Impairment of pulmonary endothelium‐dependent relaxation in patients with Eisenmenger's syndrome

Abstract
A comparison has been made between the endothelium-dependent relaxation of pulmonary arteries (PA) obtained at heart-lung transplantation from 4 patients with Eisenmenger's syndrome and secondary pulmonary hypertension, and PA obtained at lobectomy from 4 patients with lung carcinoma, the controls. All vascular rings were studied immediately after lung excision. PA rings from control patients dose-dependently relaxed to cumulative doses of acetylcholine (ACh, 10−10 to 10−5 m), achieving a maximal relaxation of 80 ± 5% (mean ± s.e.mean) from precontraction with phenylephrine.

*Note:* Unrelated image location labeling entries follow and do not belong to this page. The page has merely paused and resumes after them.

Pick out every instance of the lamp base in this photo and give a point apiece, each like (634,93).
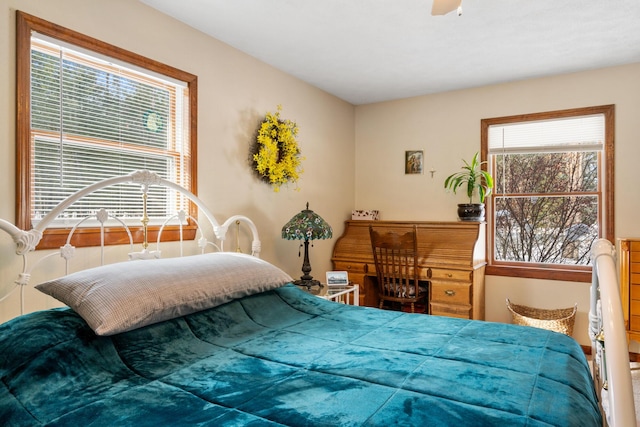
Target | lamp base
(307,282)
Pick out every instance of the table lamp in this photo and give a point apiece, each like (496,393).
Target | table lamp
(308,226)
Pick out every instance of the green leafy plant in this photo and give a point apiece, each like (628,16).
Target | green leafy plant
(476,180)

By contrast, PA rings from Eisenmenger's syndrome patients achieved a maximal relaxation of only 34 ± 12% (P < 0.05, unpaired t test), with even paradoxical contraction at high doses of ACh (10−6 to 10−5 m). Sodium nitroprusside (10−4 m) relaxed all PA rings, with and without endothelium (carefully removed before study), obtained from both control and Eisenmenger's syndrome patients. These results provide the first evidence that endothelium-dependent relaxation of PA mediated by endothelium-derived relaxing factors is impaired in Eisenmenger's syndrome patients with secondary pulmonary hypertension.